The plan is to use NASA's Ingenuity craft, a tiny helicopter custom-designed for flight on Mars, to hover the surface and take photos and videos. It's basically an incredibly expensive drone flight, with the operators millions of miles away and a short window that could make it a tricky maneuver.
The entire endeavor costs about $80 million, a high price tag for a potentially historic first mission.
NASA plans to launch its Mars chopper around April 8, and its test flight duration is limited to roughly a month. The helicopter was carried to Mars packed tightly onto the bottom of the Perseverance rover, which is about the size of a small car.
The expensive experiment is a risky gamble, especially because NASA's crafts are solar-powered.
Farah Alibay, an engineer at JPL working on the Perseverance rover mission and Ingenuity missions, said that time is a critical factor in the mission. The Ingenuity helicopter can't sustain itself after more than a day of darkness, so the team has roughly one Mars day to get it off the ground before its battery dies.
"The helicopter needs photons, it needs sun on its solar panels to charge its batteries and it can only survive one Martian night without that," Alibay said. "That's going to be a very stressful period but what I look forward to the most is after we do that drive is we'll get the first shot of Ingenuity on the surface of Mars, on her own, and I cannot wait to get that first picture."
This test flight with the Ingenuity helicopter would mark the first time a flying craft has landed and taken off on the Red Planet, although NASA has sent four different wheeled robots or rovers to the planet since it first landed the Sojourner in 1997.
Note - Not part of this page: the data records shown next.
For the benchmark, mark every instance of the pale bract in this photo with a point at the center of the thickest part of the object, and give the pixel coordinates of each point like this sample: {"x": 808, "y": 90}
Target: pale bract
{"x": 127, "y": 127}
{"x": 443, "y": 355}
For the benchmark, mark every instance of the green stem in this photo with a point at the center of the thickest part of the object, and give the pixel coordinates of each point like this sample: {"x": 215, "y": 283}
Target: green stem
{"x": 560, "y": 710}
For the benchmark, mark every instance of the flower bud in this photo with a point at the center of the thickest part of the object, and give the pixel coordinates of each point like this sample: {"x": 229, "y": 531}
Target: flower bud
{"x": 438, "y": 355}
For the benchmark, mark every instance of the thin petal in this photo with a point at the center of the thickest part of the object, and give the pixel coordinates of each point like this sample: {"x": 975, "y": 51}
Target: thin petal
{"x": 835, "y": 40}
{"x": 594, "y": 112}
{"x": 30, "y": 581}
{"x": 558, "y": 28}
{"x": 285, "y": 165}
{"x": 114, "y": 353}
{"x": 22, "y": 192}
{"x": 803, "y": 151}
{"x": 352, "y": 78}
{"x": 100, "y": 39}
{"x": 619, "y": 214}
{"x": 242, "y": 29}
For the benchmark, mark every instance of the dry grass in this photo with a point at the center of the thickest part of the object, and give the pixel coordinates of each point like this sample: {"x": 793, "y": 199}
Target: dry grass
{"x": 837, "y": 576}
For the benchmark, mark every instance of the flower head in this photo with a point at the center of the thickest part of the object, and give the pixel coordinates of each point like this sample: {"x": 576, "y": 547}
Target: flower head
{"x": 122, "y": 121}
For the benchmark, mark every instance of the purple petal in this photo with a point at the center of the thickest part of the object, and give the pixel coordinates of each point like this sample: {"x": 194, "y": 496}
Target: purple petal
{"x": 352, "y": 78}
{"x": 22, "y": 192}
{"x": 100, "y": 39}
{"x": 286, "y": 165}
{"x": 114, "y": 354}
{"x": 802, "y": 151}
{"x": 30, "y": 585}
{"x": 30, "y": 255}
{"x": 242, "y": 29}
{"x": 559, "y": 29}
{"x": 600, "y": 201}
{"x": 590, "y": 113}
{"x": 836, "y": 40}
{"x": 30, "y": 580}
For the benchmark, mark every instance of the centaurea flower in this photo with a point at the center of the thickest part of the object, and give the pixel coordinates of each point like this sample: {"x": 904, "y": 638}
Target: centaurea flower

"It will have 31 Earth days to attempt to be the first helicopter to fly on another planet," NASA Planetary Science Division Director Lori Glaze said during a briefing Tuesday. "Sojourner redefined what we thought was possible on the surface of Mars, and completely transformed our approach to how we explore there."
If the mission is successful, it could mean that NASA would look to work with private contractors to develop more craft like the Ingenuity. A JPL spokesperson didn't immediately return dot.LA's request for comment regarding which local companies it might look to work with on future Mars helicopter projects.
Elon Musk has been vocal about his desire to live on and colonize Mars, so perhaps SpaceX might look to advance the technology. NASA implied during the briefing we may one day see privatized short-distance air travel in space, as well as Earth.
"As far as identifying a specific opportunity in the near future, what we like to do within NASA is provide competitive opportunities for our community and so we do offer those on a periodic basis and would hope that the community would see this as a great opportunity to start thinking about aerial platforms as a potential way to really expand our Mars exploration," Glaze said.
The helicopter will also carry a small piece of aerospace history with it as it zooms around Mars – a piece of fabric from the Wright Brothers' first successful test airplane, which took off from Kitty Hawk, N.C. in 1903.
"We are very proud to honor that experimental aircraft from long ago by carrying a small piece of fabric," said J. Bob Balaram, ingenuity chief engineer at JPL. This, he said, is another "Wright brothers moment" in history.